He was a monk. He wore sackcloth, and his feet were bare, and scabbed and hard. His beard and tonsure were of a length, overgrown, unshaven.
She watched him from behind the trees. Eventually he paused for the night, and began to make a fire, laying twigs down, breaking up a robin's nest as kindling. He had a tinder-box in his robe, and he knocked the flint against the steel until the sparks caught the tinder and the fire flamed. There had been two eggs in the nest he had found, and these he ate, raw. They cannot have been much of a meal for so big a man.
He sat there in the firelight, and she came out from her hiding place. She crouched down on the other side of the fire, and stared at him. He grinned, as if it were a long time since he had seen another human, and beckoned her over to him.
She stood up and walked around the fire, and waited, an arm's-length away.
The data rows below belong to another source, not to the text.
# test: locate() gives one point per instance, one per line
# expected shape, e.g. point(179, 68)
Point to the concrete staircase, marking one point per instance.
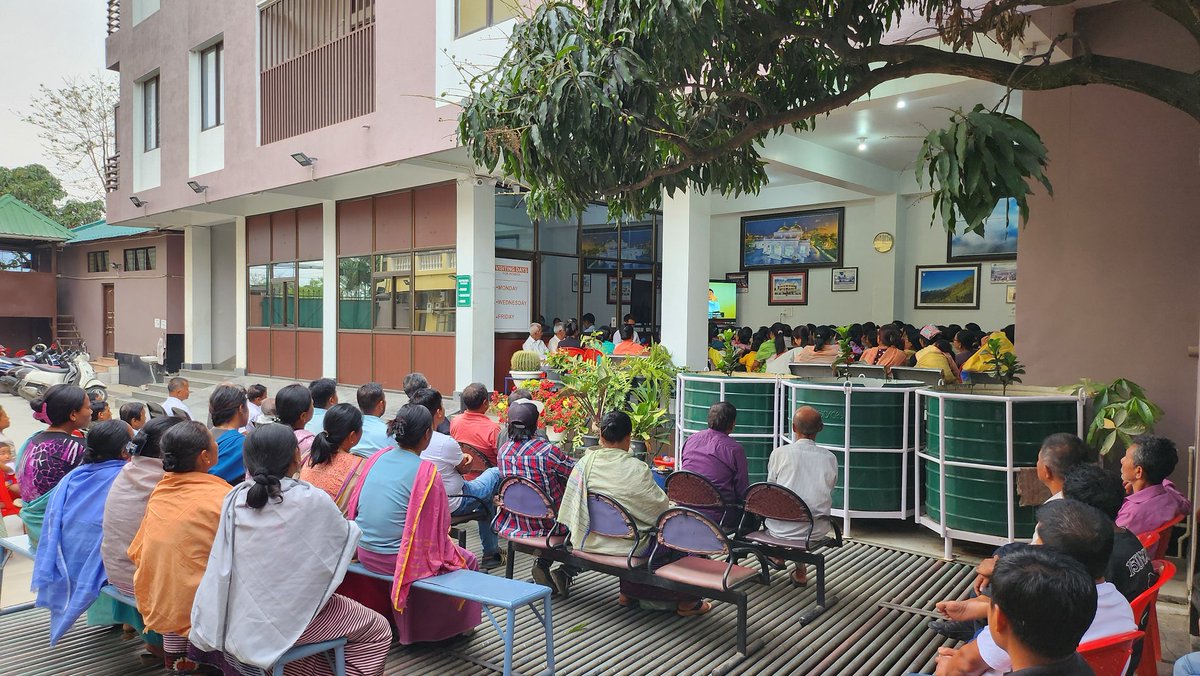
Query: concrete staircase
point(67, 334)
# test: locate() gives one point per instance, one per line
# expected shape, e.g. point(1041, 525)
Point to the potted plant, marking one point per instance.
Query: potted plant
point(526, 365)
point(1121, 412)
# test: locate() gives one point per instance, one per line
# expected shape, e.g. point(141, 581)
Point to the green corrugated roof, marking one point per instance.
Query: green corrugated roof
point(101, 229)
point(22, 221)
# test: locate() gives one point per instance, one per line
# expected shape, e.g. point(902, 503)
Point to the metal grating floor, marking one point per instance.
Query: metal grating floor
point(593, 635)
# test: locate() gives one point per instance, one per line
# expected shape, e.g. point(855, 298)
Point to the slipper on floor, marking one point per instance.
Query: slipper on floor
point(701, 608)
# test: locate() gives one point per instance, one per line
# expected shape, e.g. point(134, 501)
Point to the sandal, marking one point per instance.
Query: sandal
point(701, 608)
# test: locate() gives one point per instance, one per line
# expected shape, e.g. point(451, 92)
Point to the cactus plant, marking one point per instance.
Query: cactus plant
point(526, 360)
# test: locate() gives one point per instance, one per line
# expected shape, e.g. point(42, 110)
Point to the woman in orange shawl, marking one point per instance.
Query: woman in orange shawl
point(171, 549)
point(402, 509)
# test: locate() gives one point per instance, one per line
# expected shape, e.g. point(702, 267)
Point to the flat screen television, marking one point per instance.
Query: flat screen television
point(723, 300)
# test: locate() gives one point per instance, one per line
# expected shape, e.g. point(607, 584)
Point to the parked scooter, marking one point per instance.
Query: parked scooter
point(33, 381)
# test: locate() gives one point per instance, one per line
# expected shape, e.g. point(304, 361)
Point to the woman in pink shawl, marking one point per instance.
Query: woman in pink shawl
point(402, 509)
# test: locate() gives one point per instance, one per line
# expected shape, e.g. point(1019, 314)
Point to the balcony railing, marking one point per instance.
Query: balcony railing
point(113, 172)
point(114, 16)
point(327, 85)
He pulled in his robe until he found a coin-a tiny, copper penny-and tossed it to her. She caught it, and nodded, and went to him. He pulled at the rope around his waist, and his robe swung open. His body was as hairy as a bear's. She pushed him back onto the moss. One hand crept, spider-like, through the tangle of hair, until it closed on his manhood; the other hand traced a circle on his left nipple. He closed his eyes, and fumbled one huge hand under her skirt. She lowered her mouth to the nipple she had been teasing, her smooth skin white on the furry brown body of him.
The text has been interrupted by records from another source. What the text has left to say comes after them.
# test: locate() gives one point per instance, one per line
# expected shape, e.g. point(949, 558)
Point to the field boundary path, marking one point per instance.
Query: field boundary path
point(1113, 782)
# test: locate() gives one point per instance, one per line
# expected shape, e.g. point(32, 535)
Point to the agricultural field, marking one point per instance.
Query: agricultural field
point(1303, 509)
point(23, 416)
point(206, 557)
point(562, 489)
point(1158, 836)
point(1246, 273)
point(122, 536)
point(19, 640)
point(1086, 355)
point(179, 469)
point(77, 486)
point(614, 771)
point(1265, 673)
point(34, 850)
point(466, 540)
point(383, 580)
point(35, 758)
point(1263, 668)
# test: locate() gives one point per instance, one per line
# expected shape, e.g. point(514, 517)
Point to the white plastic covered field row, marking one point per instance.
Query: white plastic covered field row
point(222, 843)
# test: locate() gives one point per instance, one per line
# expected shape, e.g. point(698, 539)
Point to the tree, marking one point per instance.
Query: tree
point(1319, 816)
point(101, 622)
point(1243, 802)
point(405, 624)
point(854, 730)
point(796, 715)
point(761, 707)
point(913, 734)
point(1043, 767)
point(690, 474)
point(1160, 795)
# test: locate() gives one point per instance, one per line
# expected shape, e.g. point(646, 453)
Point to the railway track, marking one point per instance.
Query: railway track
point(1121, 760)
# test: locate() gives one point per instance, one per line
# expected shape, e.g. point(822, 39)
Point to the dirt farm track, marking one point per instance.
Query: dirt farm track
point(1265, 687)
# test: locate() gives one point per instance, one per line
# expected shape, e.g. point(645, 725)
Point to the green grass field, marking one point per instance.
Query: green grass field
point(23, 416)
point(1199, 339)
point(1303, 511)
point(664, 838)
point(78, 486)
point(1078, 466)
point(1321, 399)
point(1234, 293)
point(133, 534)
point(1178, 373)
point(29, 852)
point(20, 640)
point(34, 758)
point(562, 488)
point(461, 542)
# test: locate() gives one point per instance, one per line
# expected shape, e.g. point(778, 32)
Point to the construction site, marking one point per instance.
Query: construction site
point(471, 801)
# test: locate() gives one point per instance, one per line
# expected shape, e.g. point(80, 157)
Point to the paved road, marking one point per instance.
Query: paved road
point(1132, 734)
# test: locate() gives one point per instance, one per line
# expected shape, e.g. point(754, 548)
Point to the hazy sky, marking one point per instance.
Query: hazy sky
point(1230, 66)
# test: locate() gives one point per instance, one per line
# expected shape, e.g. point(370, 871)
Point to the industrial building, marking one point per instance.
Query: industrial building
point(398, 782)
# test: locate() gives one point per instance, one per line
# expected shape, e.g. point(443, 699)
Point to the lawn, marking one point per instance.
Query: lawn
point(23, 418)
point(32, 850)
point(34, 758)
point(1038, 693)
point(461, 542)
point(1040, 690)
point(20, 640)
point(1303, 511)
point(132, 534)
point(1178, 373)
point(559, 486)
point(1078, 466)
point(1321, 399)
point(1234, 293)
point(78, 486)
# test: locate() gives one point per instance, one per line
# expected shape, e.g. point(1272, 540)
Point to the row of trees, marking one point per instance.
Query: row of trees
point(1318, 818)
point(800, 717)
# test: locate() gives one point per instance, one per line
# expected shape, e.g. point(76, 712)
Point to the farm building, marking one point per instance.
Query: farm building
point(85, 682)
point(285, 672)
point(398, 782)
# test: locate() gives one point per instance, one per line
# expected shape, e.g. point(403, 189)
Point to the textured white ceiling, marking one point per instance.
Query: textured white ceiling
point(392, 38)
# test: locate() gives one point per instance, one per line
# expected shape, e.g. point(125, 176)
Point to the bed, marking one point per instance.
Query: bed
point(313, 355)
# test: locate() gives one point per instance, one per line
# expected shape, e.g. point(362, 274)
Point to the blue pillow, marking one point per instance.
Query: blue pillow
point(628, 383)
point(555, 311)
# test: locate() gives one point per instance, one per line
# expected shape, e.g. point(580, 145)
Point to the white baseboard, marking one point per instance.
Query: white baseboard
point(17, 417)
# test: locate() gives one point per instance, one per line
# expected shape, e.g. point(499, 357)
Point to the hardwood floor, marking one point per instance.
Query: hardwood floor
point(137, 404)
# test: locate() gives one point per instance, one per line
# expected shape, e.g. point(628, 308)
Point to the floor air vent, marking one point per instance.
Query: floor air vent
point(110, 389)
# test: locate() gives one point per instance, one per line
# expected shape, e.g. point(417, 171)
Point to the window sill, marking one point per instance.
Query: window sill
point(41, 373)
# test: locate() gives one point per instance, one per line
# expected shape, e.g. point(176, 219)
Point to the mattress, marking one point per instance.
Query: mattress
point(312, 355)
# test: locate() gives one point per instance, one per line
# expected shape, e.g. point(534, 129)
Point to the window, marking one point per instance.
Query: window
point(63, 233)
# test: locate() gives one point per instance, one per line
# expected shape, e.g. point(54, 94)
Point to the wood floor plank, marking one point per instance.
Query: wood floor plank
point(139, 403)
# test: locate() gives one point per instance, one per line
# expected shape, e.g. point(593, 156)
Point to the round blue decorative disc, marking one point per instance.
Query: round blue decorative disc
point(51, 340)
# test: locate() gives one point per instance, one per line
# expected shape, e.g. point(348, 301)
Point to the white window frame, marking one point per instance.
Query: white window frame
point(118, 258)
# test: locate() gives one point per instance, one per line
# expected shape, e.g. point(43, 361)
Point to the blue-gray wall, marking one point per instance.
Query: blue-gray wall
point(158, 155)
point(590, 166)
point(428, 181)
She sank her teeth deep into his breast. His eyes opened, then they closed again, and she drank.
She straddled him, and she fed. As she did so a thin blackish liquid began to dribble from between her legs…
"Do you know what is keeping the travellers from our town? What is happening to the forest people?" asked the Head of the Fair.
I covered the mirror in doe-skin, and told him that I would personally take it upon myself to make the forest safe once more.